Most women at my local gun store are reverse size queens; they operate under the assumption that smaller guns are easier to shoot. I’ve encountered the same anti-big gun bias at the gun range. Many a new shooter (both male and female) have waved off the opportunity to fire my Smith & Wesson 686, their faces displaying an odd combination of humility and condemnation (i.e., I am not worthy nor as crazy as you). And yet larger, heavier guns are, in the main, more comfortable to shoot than lighter pieces. So it’s time to put down the “toys” and stick up for the heavyweights . . .
As the video above demonstrates, small/light/stunted guns are not without their dangers. For one thing, they can trick new shooters into thinking they don’t need to hold the weapon with a proper grip or assume a suitable stance.
RonJonFMF18’s pal learned the effects of the “small gun does not equal small amounts of recoil” paradigm the hard way. Unfortunately, despite the discomfort caused by shooting small/light guns, many shooters never get the same education. They just cope.
Newbies with small/light guns readjust their grip after every [painful] shot, not realizing that the process inhibits fast, accurate follow-up shots. They curse themselves for their lack of accuracy—not realizing that they’ve saddled themselves with an inherent disadvantage. They soldier on.
Aside from simple comic relief, the video above shows us that a shooter with the right training can still be sunk by firing the wrong firearm. The “wrong” firearm being any gun that creates ballistic aversion therapy: punishing its owner to the point where they don’t want to practice.
Don’t get me wrong: I understand the advantages of a small gun. They’re less psychologically intimidating. They offer considerable carry comfort and concealability; evoking the old adage “the best gun is the one you have.”

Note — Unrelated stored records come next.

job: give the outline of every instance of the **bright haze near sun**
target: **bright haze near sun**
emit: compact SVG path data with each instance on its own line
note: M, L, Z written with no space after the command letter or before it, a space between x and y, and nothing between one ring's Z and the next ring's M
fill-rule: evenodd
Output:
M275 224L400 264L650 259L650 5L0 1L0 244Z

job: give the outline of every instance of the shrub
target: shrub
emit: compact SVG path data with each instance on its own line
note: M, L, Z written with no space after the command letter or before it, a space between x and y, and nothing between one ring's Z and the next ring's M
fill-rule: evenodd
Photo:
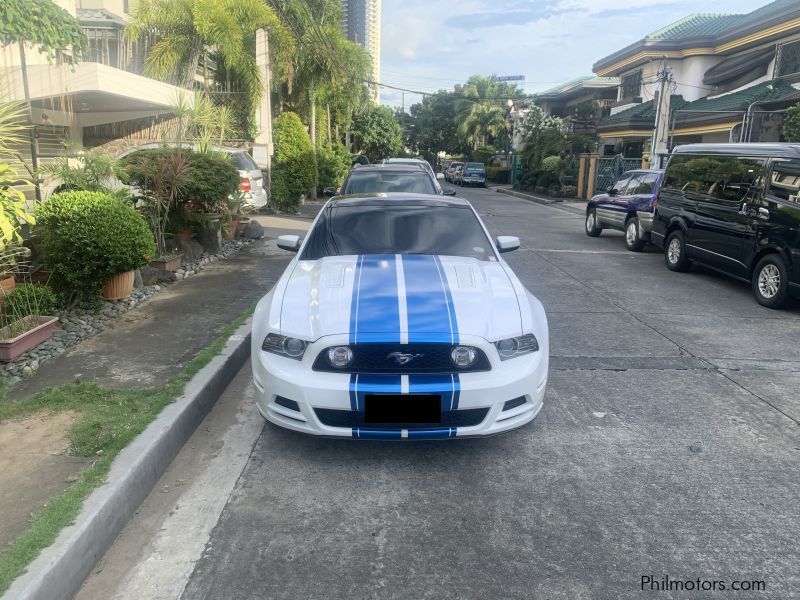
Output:
M542 171L551 177L558 177L561 173L563 161L558 156L548 156L542 160Z
M6 294L3 301L3 312L16 319L54 315L60 307L58 295L42 283L22 283Z
M102 192L56 194L36 207L45 264L69 304L97 305L105 281L155 255L147 222L128 203Z
M486 179L494 183L508 183L511 170L505 167L486 167Z
M800 142L800 104L792 106L783 121L783 137L787 142Z
M479 162L487 165L491 162L493 156L494 148L492 147L484 146L482 148L476 148L472 151L472 162Z
M322 146L317 150L317 166L319 168L319 183L317 189L327 187L338 188L342 185L347 172L350 170L350 153L345 147L336 142L333 146Z
M191 201L196 212L223 212L225 202L239 189L239 171L225 152L202 153L188 148L152 148L129 154L122 165L130 183L147 196L156 195L158 175L163 165L170 164L176 155L182 155L188 173L181 178L176 199L179 203Z
M300 199L317 184L317 159L300 117L285 112L275 119L275 165L272 204L283 212L296 212Z

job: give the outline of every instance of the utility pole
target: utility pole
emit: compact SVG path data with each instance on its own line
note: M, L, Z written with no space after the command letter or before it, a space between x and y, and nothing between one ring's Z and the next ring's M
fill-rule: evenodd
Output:
M253 144L253 159L267 172L267 191L272 193L272 98L270 96L269 37L264 29L256 31L256 65L261 73L261 104L256 114L258 135Z
M19 41L19 63L22 68L22 89L25 94L25 108L28 112L28 136L31 140L31 168L35 179L38 179L39 170L39 138L36 137L36 126L33 124L33 110L31 109L31 90L28 85L28 64L25 61L25 42ZM33 192L36 195L36 202L42 201L42 190L39 189L39 182L33 182Z
M661 63L658 71L660 81L658 91L658 105L656 107L656 123L653 129L653 139L650 143L650 166L661 166L660 156L669 152L669 113L670 100L672 99L672 69L667 62L667 57Z

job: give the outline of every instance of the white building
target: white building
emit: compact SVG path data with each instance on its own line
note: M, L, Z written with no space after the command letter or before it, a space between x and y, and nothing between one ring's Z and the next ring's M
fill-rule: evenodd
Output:
M372 57L372 80L381 80L381 0L342 0L342 29L347 39L366 48ZM375 102L380 88L372 86Z

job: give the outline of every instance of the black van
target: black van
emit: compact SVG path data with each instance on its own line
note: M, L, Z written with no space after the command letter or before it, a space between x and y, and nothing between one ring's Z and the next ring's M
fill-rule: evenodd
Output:
M676 148L651 239L673 271L693 261L748 281L759 303L800 293L800 144Z

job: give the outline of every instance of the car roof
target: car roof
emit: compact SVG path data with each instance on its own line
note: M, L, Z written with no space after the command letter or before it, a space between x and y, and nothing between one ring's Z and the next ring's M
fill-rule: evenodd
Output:
M353 165L353 171L396 171L398 173L426 173L425 167L419 163L370 163L368 165Z
M141 146L134 146L133 148L128 148L127 150L120 152L117 157L122 158L128 156L129 154L133 154L134 152L139 152L140 150L155 150L157 148L177 148L178 144L175 143L164 143L164 144L142 144ZM186 148L191 148L192 150L196 150L199 144L184 144ZM227 152L228 154L239 154L239 153L247 153L247 148L232 148L230 146L210 146L210 149L215 152ZM249 156L249 155L248 155Z
M748 144L684 144L673 154L722 154L734 156L759 156L775 158L800 158L800 144L748 143Z
M629 169L625 173L663 173L664 169Z
M455 196L439 196L433 194L411 194L408 192L380 192L373 194L351 194L336 196L328 203L334 206L444 206L468 208L469 202Z

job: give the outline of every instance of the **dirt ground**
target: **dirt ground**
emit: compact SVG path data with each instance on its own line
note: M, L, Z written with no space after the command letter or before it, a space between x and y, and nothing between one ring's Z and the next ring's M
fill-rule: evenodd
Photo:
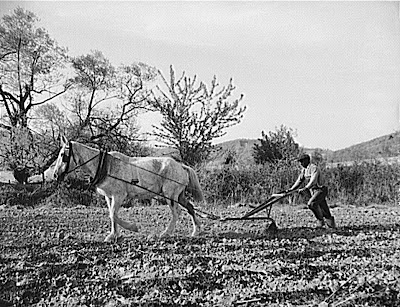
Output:
M400 207L332 213L338 229L316 229L309 210L277 205L276 232L265 221L201 219L196 238L183 213L161 240L168 207L134 207L120 216L140 232L104 243L106 209L1 206L0 305L398 306Z

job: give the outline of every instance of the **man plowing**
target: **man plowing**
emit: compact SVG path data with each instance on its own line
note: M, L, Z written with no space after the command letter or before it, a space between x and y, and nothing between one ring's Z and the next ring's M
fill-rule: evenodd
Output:
M298 191L310 191L311 198L307 205L317 218L317 227L323 227L326 224L330 228L336 228L335 218L332 216L326 202L328 188L323 184L323 177L319 167L311 163L308 154L300 155L298 161L302 166L301 173L293 186L286 192L296 190L304 181L308 181L305 187Z

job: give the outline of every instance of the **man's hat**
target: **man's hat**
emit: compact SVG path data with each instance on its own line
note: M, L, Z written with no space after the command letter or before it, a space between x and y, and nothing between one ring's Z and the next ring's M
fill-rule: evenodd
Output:
M297 161L303 161L303 160L310 160L310 156L308 154L303 153L297 158Z

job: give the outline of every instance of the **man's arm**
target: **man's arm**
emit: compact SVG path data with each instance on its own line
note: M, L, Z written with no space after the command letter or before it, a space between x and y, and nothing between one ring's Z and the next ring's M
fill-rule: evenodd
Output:
M304 179L305 179L304 174L303 174L303 172L301 172L299 177L297 177L296 182L292 185L292 187L289 190L287 190L287 192L296 190L301 185L301 183L304 181Z

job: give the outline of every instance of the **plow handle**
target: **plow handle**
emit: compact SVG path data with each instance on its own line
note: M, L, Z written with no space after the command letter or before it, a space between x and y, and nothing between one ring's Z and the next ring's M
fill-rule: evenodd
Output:
M245 215L243 215L242 218L247 218L249 216L252 216L253 214L256 214L258 212L260 212L261 210L264 210L265 208L272 206L273 204L275 204L276 202L280 201L281 199L284 199L285 197L293 194L294 192L296 192L297 190L292 190L289 192L286 191L282 191L279 192L277 194L272 194L272 196L267 199L264 203L262 203L260 206L254 208L253 210L251 210L250 212L246 213Z

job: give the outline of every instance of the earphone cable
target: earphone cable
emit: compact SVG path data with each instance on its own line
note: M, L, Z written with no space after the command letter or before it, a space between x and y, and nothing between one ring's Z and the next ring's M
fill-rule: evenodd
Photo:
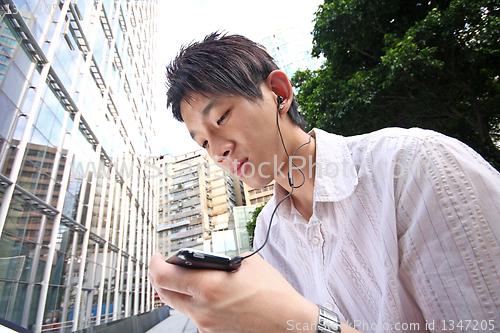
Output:
M257 252L259 252L260 250L262 250L264 248L264 246L267 244L267 241L269 239L269 234L271 233L271 225L273 223L273 217L274 217L274 214L276 213L276 211L278 210L278 207L281 205L281 203L283 201L285 201L289 196L292 195L293 193L293 190L296 189L296 188L299 188L301 187L302 185L304 185L304 183L306 182L306 176L304 174L304 172L302 170L300 170L300 168L297 167L297 165L293 162L293 160L290 159L290 155L288 155L288 152L286 150L286 147L285 147L285 142L283 140L283 135L281 134L281 129L280 129L280 125L279 125L279 121L278 121L278 115L279 115L279 104L278 103L278 110L276 112L276 125L278 126L278 133L280 135L280 139L281 139L281 144L283 145L283 149L285 150L285 154L286 156L288 157L288 160L292 162L292 164L300 171L300 173L302 174L302 183L299 185L299 186L294 186L293 185L293 177L291 175L291 172L289 171L288 172L288 181L290 183L290 186L291 186L291 191L290 193L288 193L283 199L280 200L280 202L278 202L278 204L276 205L276 207L274 207L274 210L273 210L273 213L271 214L271 218L269 219L269 225L267 227L267 234L266 234L266 239L264 240L264 243L262 243L261 247L259 247L257 250L253 251L252 253L250 253L249 255L246 255L244 257L241 257L241 260L243 259L246 259L246 258L249 258L251 256L253 256L254 254L256 254ZM311 143L311 136L309 136L309 141L308 142L304 142L303 144L301 144L300 146L297 147L297 149L295 149L295 151L293 152L292 154L292 157L295 157L295 154L297 153L297 151L302 148L303 146L305 145L308 145Z

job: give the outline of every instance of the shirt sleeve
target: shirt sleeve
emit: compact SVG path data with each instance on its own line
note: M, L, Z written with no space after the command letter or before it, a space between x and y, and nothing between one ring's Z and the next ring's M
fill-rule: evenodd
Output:
M498 330L500 174L453 138L413 148L395 182L400 277L429 329Z

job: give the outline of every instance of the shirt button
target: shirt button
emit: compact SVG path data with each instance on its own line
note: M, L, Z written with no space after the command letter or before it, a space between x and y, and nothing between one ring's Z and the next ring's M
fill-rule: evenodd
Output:
M326 302L326 308L330 311L333 311L333 305L330 302Z
M313 245L318 245L318 243L319 243L319 238L318 238L318 237L313 237L313 238L311 239L311 243L312 243Z

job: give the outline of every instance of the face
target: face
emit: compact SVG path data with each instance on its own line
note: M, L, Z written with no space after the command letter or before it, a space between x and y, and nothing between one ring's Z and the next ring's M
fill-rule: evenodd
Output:
M284 158L276 126L276 95L265 84L262 92L263 100L256 102L240 96L196 94L181 104L193 139L218 165L254 188L269 184L275 160L279 166Z

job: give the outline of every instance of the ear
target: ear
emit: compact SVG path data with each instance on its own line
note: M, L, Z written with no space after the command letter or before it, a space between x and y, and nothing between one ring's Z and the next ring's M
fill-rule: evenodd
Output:
M283 103L281 104L284 107L280 110L280 113L284 114L288 112L293 100L293 89L288 76L280 70L275 70L269 74L266 83L276 95L276 98L278 98L278 96L283 97Z

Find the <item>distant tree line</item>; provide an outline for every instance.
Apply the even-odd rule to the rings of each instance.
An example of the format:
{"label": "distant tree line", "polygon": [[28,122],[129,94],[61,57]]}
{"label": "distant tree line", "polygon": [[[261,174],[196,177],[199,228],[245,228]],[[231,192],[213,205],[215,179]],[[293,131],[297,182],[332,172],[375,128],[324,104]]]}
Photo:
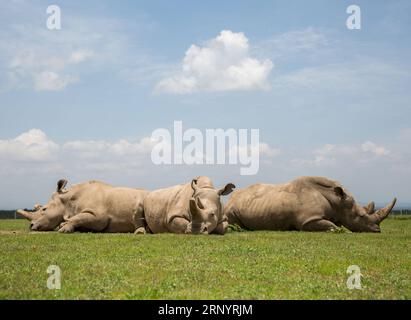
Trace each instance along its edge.
{"label": "distant tree line", "polygon": [[393,215],[411,214],[411,209],[393,210],[391,214]]}
{"label": "distant tree line", "polygon": [[[31,209],[24,209],[26,211],[33,211]],[[24,219],[22,216],[16,213],[16,210],[0,210],[0,219]]]}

But why not have/carry a gun with which you can hit a target safely, efficiently and reliably? Surely, that’s the best gun.
Generally speaking, small guns are experts’ guns. Newbies should own/practice with a [relative] heavyweight until they master the basics. Then they can combine proper grip, stance, breathing with experience and confidence to withstand and overcome a smaller lighter weapon’s inherent disadvantages.
If you’re a new shooter who wants to be good with a gun, and you do, do it the easy way. Make your peace with a heavyweight piece before progressing to more minuscule machines.